Quanto à aparência externa da genitália, pode haver uma variação bem ampla de sua anatomia, desde genitálias com aparência feminina até genitálias com aparência masculina, mas com modificações anatômicas que não permitem uma definição fenotípica muito clara. Por exemplo, uma genitália de aparente aspecto feminino, mas com clitorismegalia, fusão labial (parcial ou total) e ou gônadas ou massas palpáveis em região inguinal. Outro exemplo: genitália de aparente aspecto masculino, mas com micro pênis, hipospadia e testículos não palpáveis.

DDS 46XY.png

fusão labial parcial e massas palpáveis em região inguinal bilateralmente

micro pênis, hipospadia, ausência de testículos na bolsa escrotal

genitália com aparência masculina, 

hipospadia, ausência de testículos na bolsa escrotal

genitália com aparência feminina, 

clitorismegalia, fusão labial

Períneo e ânus

Por fim, examinar a região glútea, ânus onde podem ocorrer fístulas, fissuras, abscessos, anomalias congênitas anorretais variadas, prolapso retal, outras protrusões (pólipos, etc).

atresia anorretal.png

anomalias anorretais - ânus imperfurado

prolapso retal.jpg

prolapso retal

BIBLIOGRAFIA CONSULTADA

 

  1. MARTINS, M.A. et al.

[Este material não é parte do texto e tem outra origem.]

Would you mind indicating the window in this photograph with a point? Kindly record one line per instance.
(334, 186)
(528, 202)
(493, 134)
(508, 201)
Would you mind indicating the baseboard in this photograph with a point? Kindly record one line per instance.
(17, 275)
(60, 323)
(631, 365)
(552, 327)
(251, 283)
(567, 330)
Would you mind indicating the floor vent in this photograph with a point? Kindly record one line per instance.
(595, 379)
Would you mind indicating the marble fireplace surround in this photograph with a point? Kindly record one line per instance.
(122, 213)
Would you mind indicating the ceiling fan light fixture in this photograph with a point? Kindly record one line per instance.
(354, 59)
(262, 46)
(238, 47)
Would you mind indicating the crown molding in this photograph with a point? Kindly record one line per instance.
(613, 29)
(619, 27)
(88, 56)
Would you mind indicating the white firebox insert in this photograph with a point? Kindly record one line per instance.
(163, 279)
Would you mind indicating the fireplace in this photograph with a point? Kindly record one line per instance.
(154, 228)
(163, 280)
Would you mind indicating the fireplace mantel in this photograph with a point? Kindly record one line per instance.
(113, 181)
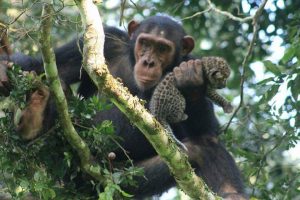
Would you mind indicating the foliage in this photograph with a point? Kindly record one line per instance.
(29, 167)
(261, 134)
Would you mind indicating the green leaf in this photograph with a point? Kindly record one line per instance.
(267, 80)
(289, 54)
(295, 87)
(272, 67)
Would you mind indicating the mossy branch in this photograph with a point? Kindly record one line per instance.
(132, 107)
(61, 104)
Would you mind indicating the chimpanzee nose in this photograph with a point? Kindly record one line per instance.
(148, 63)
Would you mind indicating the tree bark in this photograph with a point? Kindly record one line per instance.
(61, 104)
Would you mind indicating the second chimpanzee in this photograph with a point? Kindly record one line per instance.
(141, 59)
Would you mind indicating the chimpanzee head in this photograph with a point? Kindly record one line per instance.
(159, 44)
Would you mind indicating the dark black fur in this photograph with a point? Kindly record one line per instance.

Semiologia clínica. São Paulo: Manole, 2021. [autor: Milton de Arruda Martins]

  2. MARTINS, M.A. et al. Semiologia da Criança e do Adolescente. Rio de Janeiro: MedBook, 2010. [autora: Maria Aparecida Martins]

  3. RODRIGUES, Y.T.; RODRIGUES, P.P.B. Semiologia pediátrica. 2ª. ed. São Paulo: Guanabara Koogan, 2003.

  4. SANTANA, J.C. et al. Semiologia pediátrica. Porto Alegre: Editora Artmed, 2002.

  5. PERNETTA, C. Semiologia pediátrica. 4ª ed. Rio de Janeiro: Editora Interamericana, 1980.